# Building an AI That Remembers: Azure Edition
> Give your AI a brain that persists between conversations
---
## What Are We Actually Building?
Picture this: You chat with an AI today, tell it you prefer dark mode and hate meetings before 10am. Tomorrow, you come back—and it remembers. No "As an AI, I don't have memory of previous conversations." It just *knows* you.
That's what this guide builds: **an AI agent with persistent memory**.
```text
You: "Schedule my dentist appointment"
AI: "I'll book it for 2pm—I know you don't do mornings.
Want me to add it to your Google Calendar like last time?"
```
### The Three Big Ideas
1. **Memory that sticks around** — Conversations get stored and retrieved
2. **Tools the AI can use** — It can search, save, look things up
3. **Events that trigger actions** — "When X happens, do Y" (even when you're not chatting)
---
## The Architecture (Plain English Version)

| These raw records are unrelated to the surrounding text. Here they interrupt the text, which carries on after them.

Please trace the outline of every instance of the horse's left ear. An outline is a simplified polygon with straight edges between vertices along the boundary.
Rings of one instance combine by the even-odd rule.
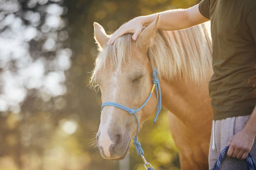
[[[104,29],[97,22],[94,22],[94,39],[98,44],[99,50],[102,50],[107,45],[109,37],[106,34]]]
[[[146,27],[138,37],[137,44],[142,50],[147,51],[151,39],[155,36],[159,19],[160,14],[158,14],[156,19]]]

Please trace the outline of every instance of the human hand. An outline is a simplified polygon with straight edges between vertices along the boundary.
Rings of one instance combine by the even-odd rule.
[[[252,134],[243,129],[230,139],[228,145],[229,148],[227,152],[228,158],[232,157],[241,160],[247,157],[254,142],[255,134]]]
[[[143,26],[142,17],[133,18],[121,26],[115,31],[108,40],[107,45],[108,45],[110,44],[113,44],[115,40],[127,33],[133,33],[133,40],[136,40],[138,35],[141,32]]]

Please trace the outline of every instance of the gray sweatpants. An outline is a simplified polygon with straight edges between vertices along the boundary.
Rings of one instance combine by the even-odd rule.
[[[244,127],[246,122],[250,118],[250,115],[229,118],[221,120],[215,120],[212,128],[212,135],[209,152],[209,165],[210,169],[218,159],[220,152],[228,144],[230,138],[238,132],[241,131]],[[215,150],[212,149],[213,133],[214,129],[214,145]],[[255,160],[256,160],[256,140],[250,151]],[[236,158],[226,158],[221,166],[221,170],[247,170],[247,168],[243,160]]]

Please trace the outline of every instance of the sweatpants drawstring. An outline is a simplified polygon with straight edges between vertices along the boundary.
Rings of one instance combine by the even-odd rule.
[[[212,121],[212,150],[215,150],[215,139],[214,138],[214,123],[215,121],[213,120]]]

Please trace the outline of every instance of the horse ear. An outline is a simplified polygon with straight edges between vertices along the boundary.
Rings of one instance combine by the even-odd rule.
[[[158,14],[156,19],[146,28],[139,35],[138,45],[143,50],[148,50],[151,40],[155,37],[156,31],[159,23],[160,14]]]
[[[94,22],[94,39],[98,45],[99,50],[102,50],[107,45],[109,37],[106,34],[104,29],[97,22]]]

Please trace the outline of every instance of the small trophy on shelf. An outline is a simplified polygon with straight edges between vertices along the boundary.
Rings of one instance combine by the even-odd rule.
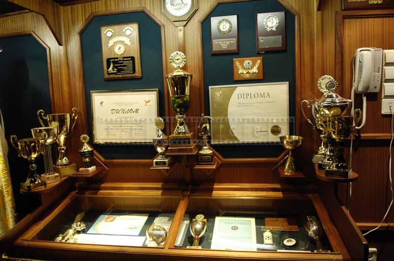
[[[211,136],[210,119],[213,120],[209,116],[204,116],[201,114],[198,125],[198,135],[202,139],[202,147],[197,153],[197,165],[213,165],[215,164],[213,151],[208,145],[208,139]]]
[[[167,231],[158,225],[152,225],[146,230],[146,238],[149,240],[148,247],[156,247],[165,241]]]
[[[83,143],[83,145],[78,153],[82,157],[83,168],[79,169],[79,172],[91,173],[96,170],[96,166],[90,165],[90,157],[93,156],[94,153],[93,147],[88,143],[89,136],[86,134],[81,135],[80,140]]]
[[[190,232],[193,236],[193,244],[192,246],[188,246],[188,248],[201,248],[198,246],[200,237],[205,233],[208,227],[208,223],[204,217],[204,215],[199,214],[190,223]]]
[[[164,129],[164,120],[160,117],[156,118],[155,120],[155,126],[157,128],[158,132],[156,137],[153,139],[153,145],[155,149],[159,155],[153,161],[154,167],[168,167],[171,163],[171,158],[167,158],[164,154],[168,146],[168,137],[163,132]]]
[[[34,189],[44,188],[46,186],[45,181],[37,173],[37,165],[35,159],[42,153],[43,145],[47,139],[46,133],[43,133],[41,138],[31,138],[18,140],[16,135],[12,135],[9,138],[11,145],[18,152],[18,156],[22,157],[29,161],[30,171],[25,183],[21,183],[21,188],[28,191]]]

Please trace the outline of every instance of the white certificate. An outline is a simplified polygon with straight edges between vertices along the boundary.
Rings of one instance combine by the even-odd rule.
[[[212,144],[279,142],[289,135],[289,83],[209,87]]]
[[[92,91],[93,143],[152,143],[158,90]]]
[[[256,251],[255,219],[216,217],[211,249]]]

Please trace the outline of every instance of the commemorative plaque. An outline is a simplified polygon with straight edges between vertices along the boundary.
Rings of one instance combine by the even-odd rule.
[[[232,59],[234,81],[263,79],[263,57]]]
[[[105,80],[142,77],[137,23],[100,28]]]
[[[285,12],[257,14],[257,52],[286,49]]]
[[[211,17],[211,54],[237,54],[238,15]]]

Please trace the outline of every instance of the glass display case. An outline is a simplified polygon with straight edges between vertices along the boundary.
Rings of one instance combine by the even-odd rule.
[[[44,260],[87,251],[100,260],[131,254],[139,260],[348,259],[317,194],[225,192],[74,192],[19,237],[15,253]]]

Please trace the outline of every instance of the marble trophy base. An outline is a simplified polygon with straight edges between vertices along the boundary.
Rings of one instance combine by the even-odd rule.
[[[77,172],[77,165],[72,163],[68,166],[54,166],[55,171],[60,174],[60,177],[65,177],[69,176]]]
[[[45,188],[46,186],[46,183],[45,181],[41,181],[33,184],[27,184],[26,183],[21,183],[21,188],[27,191],[32,191],[35,189]]]
[[[165,159],[157,158],[153,161],[153,167],[169,167],[172,162],[172,159],[166,158]]]
[[[59,173],[53,174],[41,174],[41,180],[46,183],[56,182],[60,180],[60,175]]]
[[[348,178],[349,174],[352,172],[352,169],[345,170],[331,170],[329,168],[326,169],[326,175],[331,177],[343,177]]]
[[[96,169],[95,166],[92,166],[90,168],[81,168],[79,169],[79,172],[81,173],[92,173]]]

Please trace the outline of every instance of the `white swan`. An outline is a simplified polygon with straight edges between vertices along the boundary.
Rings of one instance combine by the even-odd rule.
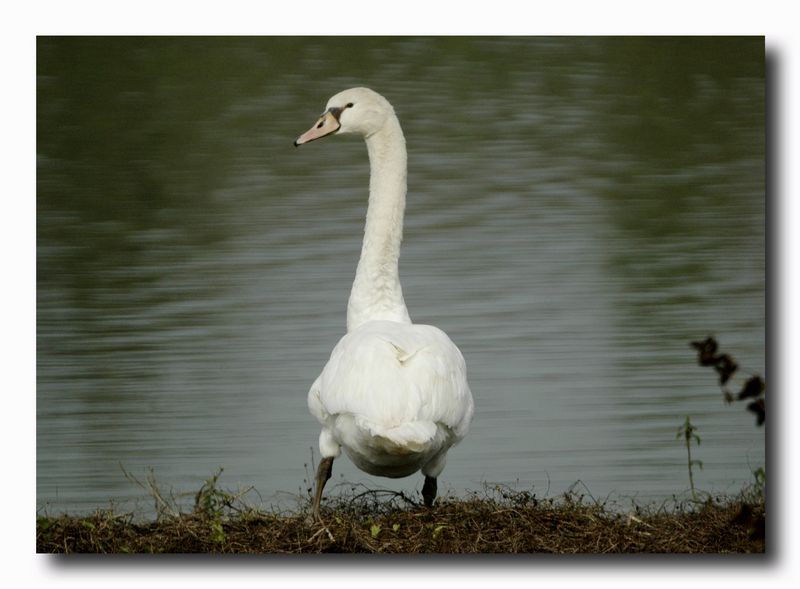
[[[392,105],[368,88],[351,88],[295,146],[332,133],[359,133],[370,161],[369,206],[361,258],[347,306],[347,334],[308,392],[322,425],[314,515],[333,459],[344,448],[373,475],[425,475],[425,505],[447,450],[467,433],[474,405],[466,366],[447,335],[414,325],[400,287],[397,263],[406,202],[406,147]]]

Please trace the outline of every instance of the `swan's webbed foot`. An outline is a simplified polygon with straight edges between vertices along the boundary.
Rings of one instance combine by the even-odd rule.
[[[328,479],[331,478],[331,473],[333,472],[333,456],[329,458],[323,458],[322,461],[319,463],[319,467],[317,467],[317,488],[316,492],[314,493],[314,519],[318,522],[322,522],[322,518],[319,515],[319,504],[322,501],[322,489],[325,488],[325,483],[328,482]],[[329,532],[330,533],[330,532]]]
[[[422,485],[422,498],[425,500],[425,507],[433,507],[436,499],[436,479],[425,475],[425,484]]]

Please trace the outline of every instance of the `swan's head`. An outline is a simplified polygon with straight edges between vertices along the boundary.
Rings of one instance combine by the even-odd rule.
[[[332,133],[359,133],[368,138],[395,117],[389,101],[369,88],[350,88],[332,97],[314,126],[295,139],[295,146]]]

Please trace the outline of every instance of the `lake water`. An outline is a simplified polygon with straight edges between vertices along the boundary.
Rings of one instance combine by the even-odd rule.
[[[408,142],[412,319],[475,397],[440,491],[685,496],[686,415],[699,488],[753,480],[764,430],[689,341],[765,375],[763,39],[39,38],[40,510],[148,509],[121,466],[305,492],[369,169],[292,141],[355,85]]]

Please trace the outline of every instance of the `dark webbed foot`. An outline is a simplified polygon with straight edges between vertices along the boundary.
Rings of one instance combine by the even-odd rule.
[[[436,479],[425,475],[425,484],[422,485],[422,498],[425,500],[425,507],[433,507],[433,500],[436,499]]]
[[[332,472],[333,457],[323,458],[319,463],[319,467],[317,467],[317,489],[314,493],[314,519],[316,519],[318,522],[322,521],[322,518],[319,515],[319,503],[322,501],[322,489],[325,488],[325,483],[327,483],[328,479],[331,478]]]

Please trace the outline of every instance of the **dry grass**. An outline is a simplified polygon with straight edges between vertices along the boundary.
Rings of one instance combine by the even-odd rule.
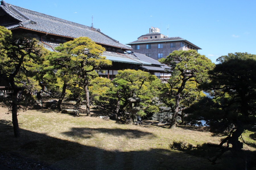
[[[67,104],[67,103],[66,103]],[[75,107],[71,104],[66,108]],[[95,108],[94,108],[95,109]],[[218,143],[205,128],[121,124],[103,120],[107,113],[94,110],[79,116],[49,110],[28,110],[18,116],[21,137],[13,137],[11,115],[0,108],[0,149],[59,169],[220,169],[206,159],[171,150],[174,141]]]

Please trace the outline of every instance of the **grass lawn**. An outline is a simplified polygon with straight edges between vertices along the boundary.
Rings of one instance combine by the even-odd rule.
[[[66,103],[63,108],[74,107]],[[21,111],[18,117],[21,137],[16,139],[11,114],[1,107],[0,151],[60,169],[232,169],[221,162],[212,165],[205,159],[170,149],[174,141],[195,145],[219,143],[220,138],[212,137],[207,128],[178,126],[170,129],[148,121],[141,125],[125,125],[100,119],[108,114],[96,109],[92,107],[91,117],[81,109],[79,116],[44,109]]]

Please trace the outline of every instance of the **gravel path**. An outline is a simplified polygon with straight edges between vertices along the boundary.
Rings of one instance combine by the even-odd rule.
[[[57,170],[17,155],[0,151],[0,169]]]

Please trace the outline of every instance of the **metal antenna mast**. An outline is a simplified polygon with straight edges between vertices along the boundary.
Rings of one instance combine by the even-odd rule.
[[[92,25],[91,25],[91,27],[92,27],[92,29],[94,29],[94,27],[93,26],[93,15],[92,15]]]
[[[169,37],[169,24],[168,24],[168,26],[167,26],[167,37]]]

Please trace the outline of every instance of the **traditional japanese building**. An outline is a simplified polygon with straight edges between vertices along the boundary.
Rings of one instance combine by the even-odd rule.
[[[168,68],[158,61],[137,53],[129,53],[132,48],[120,43],[102,32],[100,29],[89,27],[25,9],[1,1],[0,25],[13,34],[23,34],[38,39],[51,51],[60,43],[80,37],[89,37],[106,49],[103,55],[113,65],[105,68],[101,76],[115,77],[117,71],[126,69],[143,70],[161,78]],[[163,78],[164,77],[162,76]]]

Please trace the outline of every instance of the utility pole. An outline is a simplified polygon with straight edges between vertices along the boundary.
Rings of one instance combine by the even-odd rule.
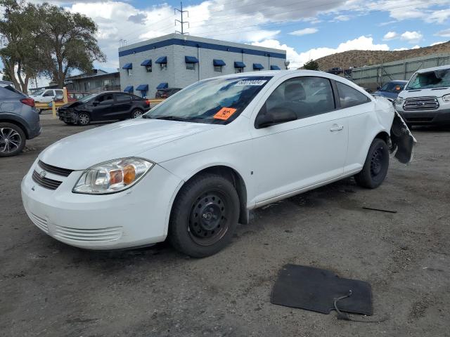
[[[179,13],[181,15],[181,20],[176,20],[175,19],[175,27],[176,27],[176,22],[180,22],[180,24],[181,25],[181,32],[179,32],[178,30],[176,30],[175,32],[176,33],[179,33],[181,34],[181,35],[184,35],[185,34],[188,34],[189,33],[187,32],[184,32],[184,24],[187,23],[188,24],[188,28],[189,28],[189,22],[188,21],[184,21],[183,20],[183,14],[184,14],[185,13],[186,13],[188,14],[188,18],[189,18],[189,12],[188,11],[183,11],[183,1],[180,2],[180,9],[178,8],[174,8],[174,14],[176,15],[176,12],[179,12]]]

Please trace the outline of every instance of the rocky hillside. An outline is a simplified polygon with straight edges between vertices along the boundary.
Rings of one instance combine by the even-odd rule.
[[[348,51],[318,58],[316,61],[319,63],[321,70],[326,71],[333,67],[348,69],[349,67],[376,65],[382,62],[385,63],[387,62],[440,53],[450,53],[450,41],[430,47],[408,49],[406,51]]]

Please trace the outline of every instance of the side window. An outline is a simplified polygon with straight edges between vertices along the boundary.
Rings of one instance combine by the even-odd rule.
[[[339,91],[340,106],[342,108],[354,107],[371,102],[371,99],[366,95],[347,84],[336,81],[336,86],[338,91]]]
[[[269,96],[259,114],[291,110],[297,119],[310,117],[335,109],[330,80],[302,77],[282,83]]]
[[[125,93],[116,93],[115,100],[117,102],[126,102],[130,100],[130,95]]]

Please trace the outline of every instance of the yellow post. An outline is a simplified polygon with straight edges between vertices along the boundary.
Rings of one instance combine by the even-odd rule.
[[[51,101],[51,113],[53,115],[53,119],[56,118],[56,105],[55,104],[55,101]]]
[[[63,88],[63,102],[64,104],[68,104],[69,98],[68,98],[68,88],[65,86]]]

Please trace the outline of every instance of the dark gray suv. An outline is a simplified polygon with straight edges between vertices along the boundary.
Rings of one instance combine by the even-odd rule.
[[[20,153],[27,139],[40,133],[39,115],[33,99],[8,82],[0,81],[0,157]]]

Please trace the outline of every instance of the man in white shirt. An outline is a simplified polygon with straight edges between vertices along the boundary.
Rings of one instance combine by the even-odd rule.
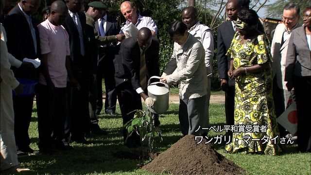
[[[190,6],[183,10],[183,22],[188,28],[188,32],[198,39],[203,45],[205,52],[205,63],[207,76],[207,91],[205,102],[206,116],[209,124],[208,108],[209,107],[209,98],[210,97],[210,79],[212,77],[213,68],[212,62],[214,56],[214,41],[213,32],[209,27],[201,24],[197,15],[195,8]]]
[[[276,116],[281,115],[286,108],[287,102],[294,90],[289,91],[284,81],[287,48],[290,36],[294,29],[299,27],[299,7],[296,4],[290,3],[284,8],[283,23],[276,28],[271,43],[271,54],[273,58],[273,97]],[[282,134],[283,129],[280,131]]]
[[[121,28],[121,33],[122,33],[123,29],[132,23],[138,30],[143,27],[147,27],[150,29],[153,36],[156,35],[157,27],[156,22],[150,17],[143,17],[138,14],[136,7],[132,2],[129,1],[123,2],[120,6],[120,11],[126,19],[125,25]]]

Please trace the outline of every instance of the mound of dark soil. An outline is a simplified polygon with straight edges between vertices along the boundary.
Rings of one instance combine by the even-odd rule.
[[[187,135],[142,168],[154,173],[174,175],[240,175],[243,171],[209,144],[197,144]]]

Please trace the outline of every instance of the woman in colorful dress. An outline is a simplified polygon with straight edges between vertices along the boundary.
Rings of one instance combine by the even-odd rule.
[[[239,130],[225,150],[274,156],[281,151],[272,97],[272,57],[265,34],[254,27],[258,18],[251,9],[239,12],[238,32],[227,52],[231,58],[228,75],[236,83],[234,121]]]

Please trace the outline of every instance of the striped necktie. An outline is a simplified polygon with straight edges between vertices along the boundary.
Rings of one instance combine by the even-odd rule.
[[[33,41],[34,41],[34,47],[35,47],[35,52],[37,53],[37,40],[35,37],[35,30],[33,25],[32,19],[30,16],[28,16],[28,20],[29,20],[29,27],[31,32],[31,35],[33,36]]]
[[[79,38],[80,39],[80,47],[81,53],[82,56],[84,56],[85,51],[84,50],[84,43],[83,40],[83,32],[82,31],[82,26],[81,26],[81,22],[79,18],[79,16],[77,14],[73,15],[74,18],[74,23],[76,24],[78,33],[79,33]]]
[[[147,67],[145,59],[145,51],[142,51],[140,56],[140,70],[139,71],[139,83],[143,90],[147,88]]]
[[[104,28],[104,24],[105,23],[105,19],[103,18],[102,18],[102,22],[99,28],[99,32],[101,33],[101,36],[104,36],[106,35],[105,33],[105,29]]]

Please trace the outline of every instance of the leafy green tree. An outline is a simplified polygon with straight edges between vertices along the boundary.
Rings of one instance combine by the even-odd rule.
[[[285,5],[290,3],[295,3],[299,5],[300,8],[300,17],[302,16],[303,11],[308,6],[310,6],[311,0],[276,0],[274,2],[267,5],[267,17],[273,18],[281,19],[283,15],[283,9]],[[300,19],[301,23],[302,20]]]

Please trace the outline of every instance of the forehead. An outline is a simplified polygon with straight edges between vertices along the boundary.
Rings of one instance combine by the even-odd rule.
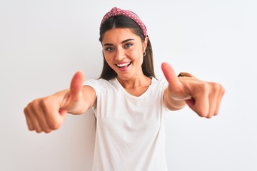
[[[110,43],[114,41],[121,42],[128,38],[141,40],[140,37],[135,34],[131,28],[114,28],[104,33],[102,43]]]

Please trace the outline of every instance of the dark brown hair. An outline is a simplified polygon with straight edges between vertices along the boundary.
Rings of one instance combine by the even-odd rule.
[[[136,35],[138,35],[142,41],[145,41],[145,36],[143,33],[141,28],[139,26],[133,21],[131,19],[124,16],[111,16],[107,19],[100,27],[100,38],[99,41],[102,43],[104,35],[106,31],[114,28],[128,28]],[[150,40],[148,39],[147,46],[146,48],[146,56],[143,57],[142,63],[142,70],[144,75],[148,77],[156,77],[153,69],[153,51],[151,45]],[[117,73],[109,66],[104,55],[104,66],[101,74],[99,78],[106,80],[111,80],[117,76]]]

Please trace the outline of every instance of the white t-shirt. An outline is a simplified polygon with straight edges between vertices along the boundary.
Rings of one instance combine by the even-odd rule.
[[[164,171],[165,79],[153,78],[139,97],[129,94],[116,78],[88,80],[96,90],[96,118],[93,170]]]

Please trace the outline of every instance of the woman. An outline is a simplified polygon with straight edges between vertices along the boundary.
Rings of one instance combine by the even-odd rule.
[[[164,115],[188,105],[201,117],[216,115],[224,93],[215,83],[181,73],[166,63],[157,81],[143,23],[113,8],[100,26],[104,67],[100,78],[84,83],[81,72],[69,90],[34,100],[24,109],[30,130],[50,133],[66,113],[93,108],[96,118],[94,170],[166,170]]]

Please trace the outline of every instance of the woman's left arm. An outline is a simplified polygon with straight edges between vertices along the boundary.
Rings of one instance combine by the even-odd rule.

Think of it like a restaurant:
```text
┌─────────────────────────────────────────────────────────────┐
│ 🧑 CUSTOMER (You) │
│ "I'd like the usual" │
└─────────────────────────────────────────────────────────────┘
↓
┌─────────────────────────────────────────────────────────────┐
│ 🚪 HOST STAND (App Gateway + API Management) │
│ - Checks your reservation (authentication) │
│ - Makes sure you're not banned (rate limiting) │
│ - Seats you appropriately (routing) │
└─────────────────────────────────────────────────────────────┘
↓
┌─────────────────────────────────────────────────────────────┐
│ 👨🍳 CHEF (Container App + Semantic Kernel) │
│ - Checks your order history: "Ah, the usual—no onions" │
│ - Looks up recipes if needed (knowledge base) │
│ - Cooks your meal (calls the AI model) │
│ - Notes any new preferences for next time │
└─────────────────────────────────────────────────────────────┘
↓
┌─────────────────────────────────────────────────────────────┐
│ 📒 CUSTOMER NOTEBOOK (Cosmos DB) │
│ - "Table 5 hates onions" │
│ - "Always sits by the window" │
│ - "Last visited: Tuesday" │
└─────────────────────────────────────────────────────────────┘
```
### The Actual Azure Services
| What It Does | Azure Service | Restaurant Analogy |
|--------------|---------------|-------------------|
| Front door security | **App Gateway** | Bouncer |
| Check credentials, limit requests | **API Management** | Host stand |
| Run your AI logic | **Container Apps** | Kitchen |
| Background tasks | **Azure Functions** | Prep cooks |
| Store memories | **Cosmos DB** | Customer notebook |
| The actual AI brain | **Azure OpenAI** | The chef's skill |
| Search knowledge | **AI Search** | Recipe book |
---
## Part 1: Memory — The Secret Sauce
### What Makes AI Memory Work?
Your AI needs to store two things:
1. **What was said** (conversation history)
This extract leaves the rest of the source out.